TULSA, Oklahoma - Whether or not citizens vote to add more than 100 police officers to the streets through the Vision tax plan.

In the meantime, there is something citizens can do to make an impact on their own.

Crime Prevention Network: 918-585-5209

Citizens Alert Patrol is a program that trains neighbors how to go on patrol, watch for suspicious activity and report it to police.

People patrolling can put magnetic signs on their cars, which has the added benefit of letting bad guys know, someone is watching.

But it’s not an Old West, Annie get your gun mentality.

"In no way, shape or form are we espousing a confrontation with anybody,” Bart Dean of Crime Prevention Network said. “All you are is a witness."

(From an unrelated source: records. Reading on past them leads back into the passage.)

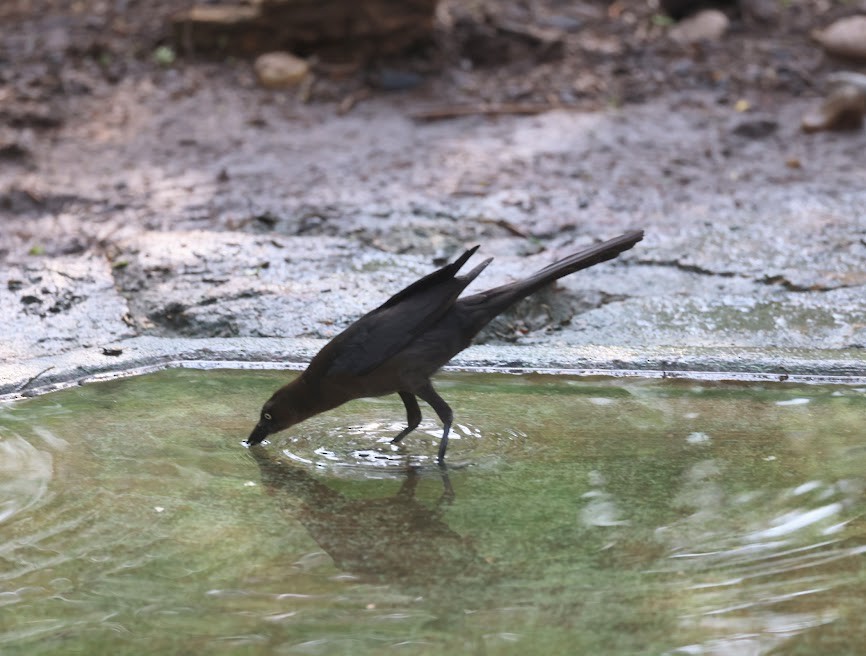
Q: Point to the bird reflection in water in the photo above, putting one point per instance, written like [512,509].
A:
[394,540]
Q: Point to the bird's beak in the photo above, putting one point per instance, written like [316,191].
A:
[259,433]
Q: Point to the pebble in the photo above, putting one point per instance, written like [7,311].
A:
[842,110]
[844,38]
[280,70]
[706,25]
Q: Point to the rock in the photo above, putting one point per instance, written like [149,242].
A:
[679,9]
[843,110]
[706,25]
[280,70]
[844,38]
[335,29]
[756,127]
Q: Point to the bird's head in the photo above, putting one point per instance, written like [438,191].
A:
[278,413]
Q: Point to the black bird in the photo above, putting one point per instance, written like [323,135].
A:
[398,346]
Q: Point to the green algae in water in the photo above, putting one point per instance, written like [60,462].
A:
[576,516]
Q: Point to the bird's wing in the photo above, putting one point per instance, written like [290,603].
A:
[383,332]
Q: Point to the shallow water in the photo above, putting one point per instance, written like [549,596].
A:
[576,516]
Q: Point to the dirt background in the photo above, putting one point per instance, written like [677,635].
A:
[180,199]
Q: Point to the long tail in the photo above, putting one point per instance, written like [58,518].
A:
[484,306]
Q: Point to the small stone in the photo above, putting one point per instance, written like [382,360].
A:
[706,25]
[843,110]
[756,127]
[280,70]
[844,38]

Neighbors are taught to first get to know what's normal in their neighborhoods, who's out at what times and which cars are parked in the same place. Then they know who and what doesn't belong.

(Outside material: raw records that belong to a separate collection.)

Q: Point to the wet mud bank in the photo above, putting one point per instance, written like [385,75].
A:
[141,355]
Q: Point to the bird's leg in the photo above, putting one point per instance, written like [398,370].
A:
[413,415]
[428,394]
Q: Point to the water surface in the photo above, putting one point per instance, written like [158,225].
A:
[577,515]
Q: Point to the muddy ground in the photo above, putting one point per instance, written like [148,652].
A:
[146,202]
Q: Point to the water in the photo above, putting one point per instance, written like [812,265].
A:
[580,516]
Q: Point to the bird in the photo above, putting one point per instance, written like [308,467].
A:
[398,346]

"So when you go out and get a good feel for what's normal, you don't have to look for what's abnormal, it jumps out at you," Dean said.

Only 50 of the 369 neighborhood associations in Tulsa have active citizen patrols right now, but the city wants more because police can't be everywhere all time.

"I equate a neighborhood to a patchwork quilt,” Dean said. “Every neighbor paying attention is a patch in that quilt. The more patches you have, the better and the more patches you having moving around, even better."

He says police are just one patch in that quilt, and it takes all of us taking responsibility for our own safety to keep crime at bay.

To find out more about the Citizen Alert Patrols, the background checks and how it works, there is a meeting coming up on Feb. 25 from 6-8 p.m. at the  Brookside Library, 1207 E. 45th Place.